We best just move on, to the call of the day, from Ross Gerber, president and chief executive of Gerber Kawasaki. Gerber told this column in March that Disney would dominate over Netflix with its new streaming app. Up 37% for the year to date, the entertainment giant has been one of the best S&P 500 performers this year, making his call a smart one.
And for 2020, he’s sticking to that. “I think Disney upside could be another 20% to 25% from here. That’s still our biggest bet by far,” he told MarketWatch.
“I don’t think people fully realize the monopoly Disney created in Hollywood by not just content, but ability to monetize in so many different ways,” said Gerber, whose firm has $1 billion under management.
“So kids watch Frozen 1 on Disney Plus, then see Frozen 2 in the theaters, then buy Frozen dolls, etc., then watch Disney Plus again when Frozen 2 comes to the app,” he said. “So this cycle of movies to theme parks to merchandise to app is amazing.”
Netflix’s problem is that it makes movies for the app and there’s no monetization outside of keeping subscribers happy, he said. Gerber, who owns and likes Netflix stocks, though he’s sold a lot, said the streaming company needs a deal, maybe for movie theaters, so that it can start showing its films outside of the app.

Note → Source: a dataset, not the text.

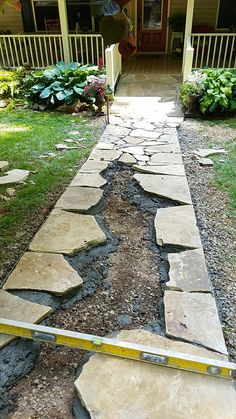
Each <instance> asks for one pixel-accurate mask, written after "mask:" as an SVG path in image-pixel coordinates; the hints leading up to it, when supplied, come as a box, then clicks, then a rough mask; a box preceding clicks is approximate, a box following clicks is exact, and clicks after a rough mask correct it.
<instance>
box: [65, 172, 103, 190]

He also likes investment company Blackstone Group for its share distributions and potential upside if the economy is still strong. Another pick is multinational logistics real-estate investment trust Prologis, a global play if the world’s economy continues to improve. Its customers include e-commerce giant Amazon, parcel delivery company FedEx and retailer Walmart WMT.
Gerber remains an unapologetic Tesla fan — the electric car maker’s shares are up 39% in the current quarter. From producing 100,000 Model 3s per quarter to expected success from its Chinese factory and ‘that’ Cybertruck, he sees shares doubling from here.
Elon Musk, Tesla’s chief executive, is “just not scared to try to do something innovative and there’s so few companies that want to do that anymore,” said Gerber.